The aim of the work described in this thesis was to characterise the mechanism of Na+ transport at the vacuole membrane (tonoplast) of red beet using isolated tonoplast vesicles. It was confirmed that pure tonoplast vesicles could be prepared from red beet storage root. However, it was found that the KI treatment used in published tonoplast vesicle preparation protocols was deleterious to tonoplast, so this was subsequently modified. Attempts to characterise a Na+/H+ antiport reported by Blumwald and Poole (1985a; Plant Physiol. 78, 163-167) by studying the effect of Na+ on pH gradients imposed by a pH jump were not successful. Under the conditions used by these workers the fluorescent pH gradient probe acridine orange misreported the pH gradient and apparently good evidence for a Na+/H+ antiport was shown to be artefactual.

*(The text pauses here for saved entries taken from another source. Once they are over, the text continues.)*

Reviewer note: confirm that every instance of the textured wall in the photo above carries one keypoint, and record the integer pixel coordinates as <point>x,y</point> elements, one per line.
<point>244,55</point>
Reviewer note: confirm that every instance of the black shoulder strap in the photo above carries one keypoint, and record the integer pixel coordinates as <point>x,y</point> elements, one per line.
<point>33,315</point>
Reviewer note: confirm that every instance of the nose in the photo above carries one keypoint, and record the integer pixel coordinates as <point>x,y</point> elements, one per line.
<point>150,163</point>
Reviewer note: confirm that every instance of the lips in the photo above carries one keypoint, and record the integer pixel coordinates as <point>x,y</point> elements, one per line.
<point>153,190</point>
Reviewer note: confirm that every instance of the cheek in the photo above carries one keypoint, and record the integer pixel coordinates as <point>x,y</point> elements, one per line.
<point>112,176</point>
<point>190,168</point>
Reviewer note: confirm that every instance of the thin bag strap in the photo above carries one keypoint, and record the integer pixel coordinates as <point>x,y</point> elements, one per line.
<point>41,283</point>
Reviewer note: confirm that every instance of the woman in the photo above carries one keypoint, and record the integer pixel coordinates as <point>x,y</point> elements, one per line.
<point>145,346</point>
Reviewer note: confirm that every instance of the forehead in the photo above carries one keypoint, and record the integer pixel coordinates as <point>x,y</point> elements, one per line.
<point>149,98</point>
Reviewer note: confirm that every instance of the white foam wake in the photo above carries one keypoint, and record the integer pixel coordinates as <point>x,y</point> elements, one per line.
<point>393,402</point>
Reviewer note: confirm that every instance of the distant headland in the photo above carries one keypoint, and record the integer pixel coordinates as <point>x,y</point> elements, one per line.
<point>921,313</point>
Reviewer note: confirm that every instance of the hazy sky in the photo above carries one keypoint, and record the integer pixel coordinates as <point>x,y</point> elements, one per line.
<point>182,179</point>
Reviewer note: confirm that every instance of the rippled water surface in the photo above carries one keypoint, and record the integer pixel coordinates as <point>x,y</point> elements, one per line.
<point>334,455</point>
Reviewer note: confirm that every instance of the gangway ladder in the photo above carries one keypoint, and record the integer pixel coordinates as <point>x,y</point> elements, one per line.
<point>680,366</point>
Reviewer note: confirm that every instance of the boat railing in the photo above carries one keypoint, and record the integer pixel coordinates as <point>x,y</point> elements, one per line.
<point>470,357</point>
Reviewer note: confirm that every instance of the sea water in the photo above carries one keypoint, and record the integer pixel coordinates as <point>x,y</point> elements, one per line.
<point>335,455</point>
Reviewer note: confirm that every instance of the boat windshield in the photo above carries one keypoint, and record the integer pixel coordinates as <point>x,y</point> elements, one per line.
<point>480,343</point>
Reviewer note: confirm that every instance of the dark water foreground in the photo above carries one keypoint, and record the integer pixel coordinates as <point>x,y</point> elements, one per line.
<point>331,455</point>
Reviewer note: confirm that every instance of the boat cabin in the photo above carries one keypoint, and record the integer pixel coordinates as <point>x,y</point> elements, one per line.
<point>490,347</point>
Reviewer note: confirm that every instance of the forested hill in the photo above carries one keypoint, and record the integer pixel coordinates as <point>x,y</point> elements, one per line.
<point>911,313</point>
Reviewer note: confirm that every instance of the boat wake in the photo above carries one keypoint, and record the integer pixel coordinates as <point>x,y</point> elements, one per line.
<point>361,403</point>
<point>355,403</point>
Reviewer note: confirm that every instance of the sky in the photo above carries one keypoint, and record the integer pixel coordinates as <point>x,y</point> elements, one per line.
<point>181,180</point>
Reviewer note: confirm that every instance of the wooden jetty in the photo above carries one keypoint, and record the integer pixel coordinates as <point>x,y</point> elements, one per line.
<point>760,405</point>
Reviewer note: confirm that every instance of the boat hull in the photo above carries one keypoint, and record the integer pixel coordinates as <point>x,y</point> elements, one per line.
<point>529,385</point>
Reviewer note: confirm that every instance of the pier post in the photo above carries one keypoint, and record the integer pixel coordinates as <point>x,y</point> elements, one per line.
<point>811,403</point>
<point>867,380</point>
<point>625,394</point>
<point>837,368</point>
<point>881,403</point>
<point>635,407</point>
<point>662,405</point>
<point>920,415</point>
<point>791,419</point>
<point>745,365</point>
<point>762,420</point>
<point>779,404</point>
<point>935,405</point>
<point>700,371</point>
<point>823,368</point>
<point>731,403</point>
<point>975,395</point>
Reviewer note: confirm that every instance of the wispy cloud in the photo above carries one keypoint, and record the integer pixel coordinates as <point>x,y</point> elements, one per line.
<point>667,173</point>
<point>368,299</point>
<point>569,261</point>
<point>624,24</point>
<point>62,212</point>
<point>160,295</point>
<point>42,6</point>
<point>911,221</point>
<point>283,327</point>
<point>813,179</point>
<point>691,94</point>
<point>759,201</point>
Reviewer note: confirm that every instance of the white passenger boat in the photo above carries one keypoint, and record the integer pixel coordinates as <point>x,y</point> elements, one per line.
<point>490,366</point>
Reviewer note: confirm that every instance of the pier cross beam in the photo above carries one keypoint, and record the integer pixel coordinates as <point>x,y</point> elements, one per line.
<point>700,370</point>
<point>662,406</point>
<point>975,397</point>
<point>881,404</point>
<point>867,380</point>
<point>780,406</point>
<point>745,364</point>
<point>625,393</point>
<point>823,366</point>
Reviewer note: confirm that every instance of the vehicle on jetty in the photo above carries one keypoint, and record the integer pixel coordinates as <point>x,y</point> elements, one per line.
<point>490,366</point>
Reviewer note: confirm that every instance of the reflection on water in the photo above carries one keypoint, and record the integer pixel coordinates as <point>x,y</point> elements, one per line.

With modifications to the media used for these experiments, acridine orange could be used to monitor the pH gradient and these results were confirmed using another pH gradient probe, [14C] methyl amine. However, no evidence was found for a Na+/H+ antiport as it was not possible to distinguish between changes in the pH gradient due to an Na+/H+ antiport and changes caused by electrically-coupled Na+ and H+ fluxes. In an attempt to avoid these problems, +Na uptake by tonoplast vesicles was studied in response to pH gradients generated by the H+-ATPase. No pH gradient-dependent Na+ uptake was found using this approach. It is concluded from these studies that previous evidence for a tonoplast Na+/H+ antiport in red beet is artef actual. It is suggested that Na+ is passively distributed across the tonoplast in red beet.

Type: Thesis (Doctoral)
Qualification: Ph.D.
Title: Studies on the mechanism of sodium transport at the tonoplast of Beta vulgaris.
Open access status: An open access version is available from UCL Discovery
Language: English
Additional information: Thesis Digitised by Proquest.